Remember opening your campus Webmail last week to find an e-mail from the Dean of Students warning you to watch out for the dangerous mud-piles?
Perhaps the e-mail seemed a bit absurd and unconventional, but recent rapid fluctuations in the weather have affected many Whitman students.
According to Dean of Students Chuck Cleveland there have been more than five incidents so far this term where weather conditions have caused injuries. One such injury occurred on Feb. 27 when sophomore Cat Stallwood-Valverde tripped in a mud-puddle outside of Memorial Hall and broke two bones in her ankle.
It’s been a little bit colder than a normal winter.”
-Kevin Pogue, professor of geology
“I was innocently walking back from Reid to the library on Friday afternoon. Unfortunately there was a huge mud area on the path that did not want me to go to the library that day,” said Stallwood-Valverde.

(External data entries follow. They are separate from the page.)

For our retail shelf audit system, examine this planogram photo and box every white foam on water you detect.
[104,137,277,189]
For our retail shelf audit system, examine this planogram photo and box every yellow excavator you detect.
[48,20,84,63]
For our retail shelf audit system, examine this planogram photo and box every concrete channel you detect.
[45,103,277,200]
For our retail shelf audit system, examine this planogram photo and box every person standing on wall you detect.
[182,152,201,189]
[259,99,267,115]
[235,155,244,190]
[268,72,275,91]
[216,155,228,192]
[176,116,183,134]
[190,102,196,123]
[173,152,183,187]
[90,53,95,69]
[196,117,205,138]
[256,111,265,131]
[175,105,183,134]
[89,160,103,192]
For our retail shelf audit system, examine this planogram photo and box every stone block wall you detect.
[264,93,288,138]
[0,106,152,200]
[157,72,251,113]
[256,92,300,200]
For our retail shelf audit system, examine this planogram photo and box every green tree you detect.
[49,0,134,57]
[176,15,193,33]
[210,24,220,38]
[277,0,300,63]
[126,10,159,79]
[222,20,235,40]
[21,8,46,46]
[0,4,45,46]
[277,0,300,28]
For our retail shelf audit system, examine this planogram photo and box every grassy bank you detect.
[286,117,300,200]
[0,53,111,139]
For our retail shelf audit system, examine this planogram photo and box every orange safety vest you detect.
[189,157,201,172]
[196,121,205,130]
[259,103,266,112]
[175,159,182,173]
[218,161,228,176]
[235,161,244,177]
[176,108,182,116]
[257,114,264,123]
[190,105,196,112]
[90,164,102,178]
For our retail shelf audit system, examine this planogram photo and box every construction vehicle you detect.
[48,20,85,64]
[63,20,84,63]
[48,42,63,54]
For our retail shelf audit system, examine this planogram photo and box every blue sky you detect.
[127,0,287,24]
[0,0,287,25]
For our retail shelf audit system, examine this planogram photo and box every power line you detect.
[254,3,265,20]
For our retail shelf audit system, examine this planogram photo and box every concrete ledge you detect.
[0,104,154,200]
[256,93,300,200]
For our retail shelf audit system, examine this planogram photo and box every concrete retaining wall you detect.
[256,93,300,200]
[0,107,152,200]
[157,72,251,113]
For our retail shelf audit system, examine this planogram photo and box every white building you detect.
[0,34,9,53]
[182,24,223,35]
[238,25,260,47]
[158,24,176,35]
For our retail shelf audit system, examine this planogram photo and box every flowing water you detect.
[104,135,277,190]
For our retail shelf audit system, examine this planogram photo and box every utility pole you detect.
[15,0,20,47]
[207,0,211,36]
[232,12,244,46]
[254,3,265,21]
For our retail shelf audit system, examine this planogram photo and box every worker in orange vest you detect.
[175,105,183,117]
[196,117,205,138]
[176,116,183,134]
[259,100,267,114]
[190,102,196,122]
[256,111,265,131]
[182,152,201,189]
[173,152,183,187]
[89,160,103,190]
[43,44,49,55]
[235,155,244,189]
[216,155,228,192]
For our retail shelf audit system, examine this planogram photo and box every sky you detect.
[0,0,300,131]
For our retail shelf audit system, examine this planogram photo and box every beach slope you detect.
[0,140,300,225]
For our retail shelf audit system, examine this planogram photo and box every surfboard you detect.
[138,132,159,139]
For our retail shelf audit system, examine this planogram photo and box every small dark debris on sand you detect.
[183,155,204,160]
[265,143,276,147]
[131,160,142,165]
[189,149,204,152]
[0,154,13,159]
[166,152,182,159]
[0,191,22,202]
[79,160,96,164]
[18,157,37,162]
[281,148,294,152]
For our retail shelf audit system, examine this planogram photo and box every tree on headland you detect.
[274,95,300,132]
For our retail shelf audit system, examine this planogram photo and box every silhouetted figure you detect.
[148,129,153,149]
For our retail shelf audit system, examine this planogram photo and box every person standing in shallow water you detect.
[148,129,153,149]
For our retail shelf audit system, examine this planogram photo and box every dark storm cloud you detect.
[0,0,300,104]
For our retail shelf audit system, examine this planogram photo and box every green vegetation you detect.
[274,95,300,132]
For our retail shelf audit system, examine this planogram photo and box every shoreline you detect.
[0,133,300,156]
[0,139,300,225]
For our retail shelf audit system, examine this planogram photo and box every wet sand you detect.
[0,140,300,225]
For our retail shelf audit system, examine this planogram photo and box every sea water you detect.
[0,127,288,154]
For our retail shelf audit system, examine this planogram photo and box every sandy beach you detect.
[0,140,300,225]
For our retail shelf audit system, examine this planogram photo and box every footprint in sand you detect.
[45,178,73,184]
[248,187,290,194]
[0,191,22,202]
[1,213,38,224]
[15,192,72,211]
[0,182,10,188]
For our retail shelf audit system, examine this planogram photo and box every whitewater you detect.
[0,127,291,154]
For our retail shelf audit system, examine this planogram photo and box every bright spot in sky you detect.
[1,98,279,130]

The mud that caused Stallwood-Valverde’s fall resulted from the contrasting frozen ground deeper in the soil and the less frozen, thawing out top layer. Walk on mud the wrong way, and you could suffer dire consequences.
The multi-layered mud parallels the multiple levels of climate Walla Walla citizens experience every winter.

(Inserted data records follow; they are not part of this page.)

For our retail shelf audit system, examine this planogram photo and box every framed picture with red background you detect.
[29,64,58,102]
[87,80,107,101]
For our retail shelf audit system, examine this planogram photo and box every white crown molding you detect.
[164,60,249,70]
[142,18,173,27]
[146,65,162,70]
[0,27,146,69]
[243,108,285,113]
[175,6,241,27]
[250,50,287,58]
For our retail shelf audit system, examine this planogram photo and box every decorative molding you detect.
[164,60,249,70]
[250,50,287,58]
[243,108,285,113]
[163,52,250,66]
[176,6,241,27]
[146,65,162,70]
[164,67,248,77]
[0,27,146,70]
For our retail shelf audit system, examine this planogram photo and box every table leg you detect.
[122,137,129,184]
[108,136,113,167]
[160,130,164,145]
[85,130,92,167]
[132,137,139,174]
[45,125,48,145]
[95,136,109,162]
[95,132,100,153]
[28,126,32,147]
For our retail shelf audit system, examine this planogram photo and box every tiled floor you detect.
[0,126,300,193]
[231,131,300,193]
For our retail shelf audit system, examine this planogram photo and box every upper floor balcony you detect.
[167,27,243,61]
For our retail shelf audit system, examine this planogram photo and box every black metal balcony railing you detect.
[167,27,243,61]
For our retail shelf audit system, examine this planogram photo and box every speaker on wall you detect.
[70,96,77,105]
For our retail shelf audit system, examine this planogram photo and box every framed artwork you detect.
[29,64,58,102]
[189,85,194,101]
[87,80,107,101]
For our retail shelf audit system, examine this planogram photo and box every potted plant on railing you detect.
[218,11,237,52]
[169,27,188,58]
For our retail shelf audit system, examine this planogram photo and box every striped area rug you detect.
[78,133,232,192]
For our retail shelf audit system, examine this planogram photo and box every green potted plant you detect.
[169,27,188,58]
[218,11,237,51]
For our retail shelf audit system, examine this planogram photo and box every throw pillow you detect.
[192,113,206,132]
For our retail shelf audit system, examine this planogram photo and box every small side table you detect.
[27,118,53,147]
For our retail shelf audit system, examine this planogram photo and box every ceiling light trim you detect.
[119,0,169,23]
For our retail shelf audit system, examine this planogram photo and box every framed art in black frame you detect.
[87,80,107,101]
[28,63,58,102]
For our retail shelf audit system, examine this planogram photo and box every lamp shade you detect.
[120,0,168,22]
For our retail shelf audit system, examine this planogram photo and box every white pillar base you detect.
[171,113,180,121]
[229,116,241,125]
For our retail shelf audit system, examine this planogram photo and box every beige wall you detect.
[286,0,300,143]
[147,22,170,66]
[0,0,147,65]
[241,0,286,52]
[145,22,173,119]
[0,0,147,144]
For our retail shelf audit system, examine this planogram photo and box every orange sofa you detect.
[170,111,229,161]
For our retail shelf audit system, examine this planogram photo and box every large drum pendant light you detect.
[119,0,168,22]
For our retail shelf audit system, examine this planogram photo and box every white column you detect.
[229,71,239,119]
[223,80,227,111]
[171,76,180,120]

“This time of year when the sun comes out, it could be snowing or raining,” said Donna Cummings, Secretary to the Dean of Students.

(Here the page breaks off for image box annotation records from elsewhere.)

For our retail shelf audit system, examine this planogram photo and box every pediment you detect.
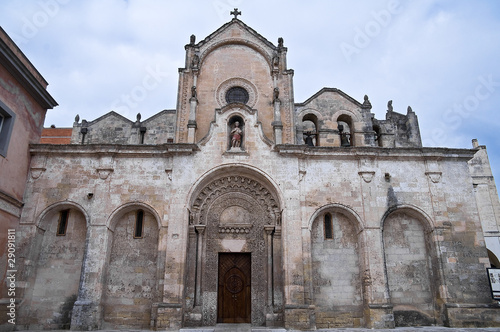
[295,88,363,108]
[89,111,134,126]
[188,19,280,66]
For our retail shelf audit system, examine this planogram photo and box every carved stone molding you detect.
[192,175,280,224]
[219,224,253,234]
[425,172,442,183]
[358,172,375,183]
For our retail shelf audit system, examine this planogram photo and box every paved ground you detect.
[10,326,500,332]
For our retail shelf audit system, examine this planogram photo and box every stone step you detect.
[179,324,286,332]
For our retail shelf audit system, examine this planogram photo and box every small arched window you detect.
[56,210,69,236]
[226,86,249,104]
[323,213,333,240]
[302,114,319,146]
[134,210,144,239]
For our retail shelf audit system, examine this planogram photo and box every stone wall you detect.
[103,210,159,329]
[21,209,87,329]
[383,212,438,326]
[311,212,364,328]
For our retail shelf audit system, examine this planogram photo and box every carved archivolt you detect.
[190,175,280,224]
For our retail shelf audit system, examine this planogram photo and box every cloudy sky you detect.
[0,0,500,183]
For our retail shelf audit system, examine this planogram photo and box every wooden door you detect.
[217,253,251,323]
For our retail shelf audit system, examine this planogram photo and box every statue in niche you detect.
[273,88,280,100]
[273,56,280,70]
[231,121,243,148]
[304,131,314,146]
[191,54,200,68]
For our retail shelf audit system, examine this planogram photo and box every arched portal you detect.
[184,166,283,326]
[383,208,437,326]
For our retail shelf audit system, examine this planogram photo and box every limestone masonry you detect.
[7,15,500,330]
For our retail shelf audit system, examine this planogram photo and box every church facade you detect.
[13,15,500,330]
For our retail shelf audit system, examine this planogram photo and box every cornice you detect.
[30,143,199,158]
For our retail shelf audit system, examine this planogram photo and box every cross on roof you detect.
[229,8,241,18]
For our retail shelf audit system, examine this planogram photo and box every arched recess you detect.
[310,204,365,328]
[200,38,273,71]
[337,114,356,147]
[382,206,440,326]
[26,201,89,329]
[103,202,164,329]
[302,113,320,146]
[184,165,283,326]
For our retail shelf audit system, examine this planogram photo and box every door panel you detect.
[217,253,251,323]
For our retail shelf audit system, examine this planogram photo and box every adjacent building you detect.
[0,28,57,323]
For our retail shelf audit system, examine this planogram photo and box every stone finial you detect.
[229,8,241,19]
[278,37,283,49]
[361,95,372,109]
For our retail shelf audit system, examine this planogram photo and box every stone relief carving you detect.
[192,175,280,224]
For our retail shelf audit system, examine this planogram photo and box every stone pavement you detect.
[12,324,500,332]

Professor of Geology Kevin Pogue explained the recent climate as a result of a change in the jet stream.
“It’s been a little bit colder than a normal winter because the jet stream has been more south to us than it usually is,” said Pogue.
The jet stream–– high-speed, high-altitude air currents that circle the earth’s troposphere causing the formation of weather–– usually starts moving to the north of Walla Walla in the spring, creating warmer and drier weather.
This year, however, the jet stream is blowing cold air right out of British Columbia onto Eastern Washington; hence the ice and snow.
To understand Walla Walla’s weather patterns a bit more clearly in order to plan for weather-appropriate wardrobe choice and outdoor activities, Pogue suggests visiting the National Weather Service Forecast Office’s Web site (http://www.wrh.noaa.gov/total_forecast/getprod.php?wfo=pdt&pil=now&sid=pdt&format=pre).
In the end, however, no weather can be completely predictable. Cleveland suggests that “if you don’t like [the weather], wait one more day.”
Said Pogue:
“There’s a famous quote by Mark Twain ‘Climate is what you expect and weather is what you get.’ Weather is inherently unpredictable. It’s not always going to be nice and warm in early March and make you think of spring, sometimes winter’s just going to hold on a little longer.”